The selecting the target positioning point of each target communication device from the positioning points of the road, and using the target positioning point as the position of the target communication device in the road includes:

Select the target positioning point of each target communication device at each of the time points from the positioning points of the road, and use the target positioning point as the target communication device at the time point in the road. s position;

The monitoring the traffic of the road according to the position of the at least one target communication device on the road includes:

Calculate the moving speed of the target section of the at least one target communication device in the road, and use the moving speed as the speed of the vehicle in the target section, and the target section is between the two target positioning points and/or

The number of vehicles in each section of the road is calculated according to the position of the at least one target communication device on the road.

With reference to the fourth possible implementation manner of the first aspect, in a fifth possible implementation manner, the calculation of the moving speed of the target section of the at least one communication on the road is calculated, and the moving speed is used as The speed of the vehicle in the target section includes:

Selecting from the at least one target communication device a first communication device whose target anchor point is a continuous anchor point in the road;

Calculate the moving speed of the first communication device on the target road section of the road, and use the moving speed as the speed of the vehicle in the target road section.

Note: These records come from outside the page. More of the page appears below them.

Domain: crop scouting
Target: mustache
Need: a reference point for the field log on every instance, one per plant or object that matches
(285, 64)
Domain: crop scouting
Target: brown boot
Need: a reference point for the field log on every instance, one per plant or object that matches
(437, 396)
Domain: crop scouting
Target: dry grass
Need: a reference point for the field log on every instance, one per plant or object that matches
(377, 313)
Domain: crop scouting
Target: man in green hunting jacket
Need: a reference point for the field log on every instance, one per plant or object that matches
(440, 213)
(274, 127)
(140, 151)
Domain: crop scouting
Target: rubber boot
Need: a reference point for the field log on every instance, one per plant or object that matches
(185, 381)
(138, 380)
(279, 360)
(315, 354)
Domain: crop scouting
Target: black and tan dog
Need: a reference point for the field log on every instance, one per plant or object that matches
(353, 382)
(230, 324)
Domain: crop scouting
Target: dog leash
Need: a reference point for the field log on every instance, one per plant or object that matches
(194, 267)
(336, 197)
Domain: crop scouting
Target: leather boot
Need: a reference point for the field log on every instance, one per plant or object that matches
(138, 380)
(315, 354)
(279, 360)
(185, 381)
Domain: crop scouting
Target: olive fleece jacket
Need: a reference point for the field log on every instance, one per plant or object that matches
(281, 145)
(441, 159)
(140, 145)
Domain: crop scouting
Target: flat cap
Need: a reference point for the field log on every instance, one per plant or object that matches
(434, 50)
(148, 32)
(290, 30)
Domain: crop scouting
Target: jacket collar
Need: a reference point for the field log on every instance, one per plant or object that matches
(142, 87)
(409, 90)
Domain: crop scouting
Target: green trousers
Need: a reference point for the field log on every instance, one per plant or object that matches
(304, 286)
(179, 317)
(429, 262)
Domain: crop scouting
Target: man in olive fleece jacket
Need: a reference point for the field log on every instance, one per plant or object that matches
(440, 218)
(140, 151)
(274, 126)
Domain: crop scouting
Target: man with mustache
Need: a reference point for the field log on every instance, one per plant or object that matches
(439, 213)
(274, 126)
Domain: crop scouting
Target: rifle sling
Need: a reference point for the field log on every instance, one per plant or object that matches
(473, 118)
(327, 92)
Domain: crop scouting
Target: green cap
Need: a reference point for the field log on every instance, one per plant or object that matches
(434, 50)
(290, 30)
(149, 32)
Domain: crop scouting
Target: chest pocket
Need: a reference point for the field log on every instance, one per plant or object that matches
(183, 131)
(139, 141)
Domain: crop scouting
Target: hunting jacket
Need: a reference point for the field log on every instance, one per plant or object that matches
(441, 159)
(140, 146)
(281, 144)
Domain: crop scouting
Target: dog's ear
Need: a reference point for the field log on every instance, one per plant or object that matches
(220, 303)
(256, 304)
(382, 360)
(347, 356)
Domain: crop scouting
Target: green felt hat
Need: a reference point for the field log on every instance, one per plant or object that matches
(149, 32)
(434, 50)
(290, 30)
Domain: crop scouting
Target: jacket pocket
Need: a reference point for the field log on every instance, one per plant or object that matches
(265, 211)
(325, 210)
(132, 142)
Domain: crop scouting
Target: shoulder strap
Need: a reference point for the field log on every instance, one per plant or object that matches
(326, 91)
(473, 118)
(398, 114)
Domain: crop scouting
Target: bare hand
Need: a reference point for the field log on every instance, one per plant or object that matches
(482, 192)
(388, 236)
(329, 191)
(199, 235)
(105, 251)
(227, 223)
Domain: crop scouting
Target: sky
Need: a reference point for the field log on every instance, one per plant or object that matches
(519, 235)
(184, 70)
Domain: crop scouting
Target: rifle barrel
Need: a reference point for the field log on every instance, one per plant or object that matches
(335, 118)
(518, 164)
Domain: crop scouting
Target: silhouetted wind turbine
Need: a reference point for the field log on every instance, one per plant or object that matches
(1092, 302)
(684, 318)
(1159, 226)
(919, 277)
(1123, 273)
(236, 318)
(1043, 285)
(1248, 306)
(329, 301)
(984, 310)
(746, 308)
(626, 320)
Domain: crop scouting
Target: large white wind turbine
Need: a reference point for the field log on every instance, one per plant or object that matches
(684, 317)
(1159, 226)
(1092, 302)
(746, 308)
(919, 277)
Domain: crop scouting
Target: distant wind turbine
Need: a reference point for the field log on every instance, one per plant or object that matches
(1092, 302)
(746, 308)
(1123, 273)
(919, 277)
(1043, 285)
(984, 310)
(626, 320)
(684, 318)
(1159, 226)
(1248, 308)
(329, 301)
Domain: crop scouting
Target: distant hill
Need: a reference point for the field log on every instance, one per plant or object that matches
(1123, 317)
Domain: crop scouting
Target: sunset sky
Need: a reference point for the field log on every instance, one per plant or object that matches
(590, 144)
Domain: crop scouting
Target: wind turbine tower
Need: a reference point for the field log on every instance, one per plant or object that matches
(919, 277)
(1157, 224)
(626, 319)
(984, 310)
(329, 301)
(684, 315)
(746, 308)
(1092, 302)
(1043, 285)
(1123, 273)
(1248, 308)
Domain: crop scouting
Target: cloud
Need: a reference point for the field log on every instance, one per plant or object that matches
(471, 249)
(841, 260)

In the second aspect, an embodiment of the present invention provides a device for monitoring road flow, including: an acquisition unit, a first selection unit, and a monitoring unit, wherein:

The acquiring unit is configured to acquire an active set cell of at least one target communication device, where the target communication device is a communication device located in a vehicle;

The first selection unit is configured to select the target positioning point of each target communication device from the positioning points of the road, and use the target positioning point as the position of the target communication device on the road ; Wherein, the cell set of the target positioning point is the positioning point with the highest coincidence degree with the active set cell of the target communication device;

The monitoring unit is configured to monitor the traffic of the road according to the position of the at least one target communication device on the road.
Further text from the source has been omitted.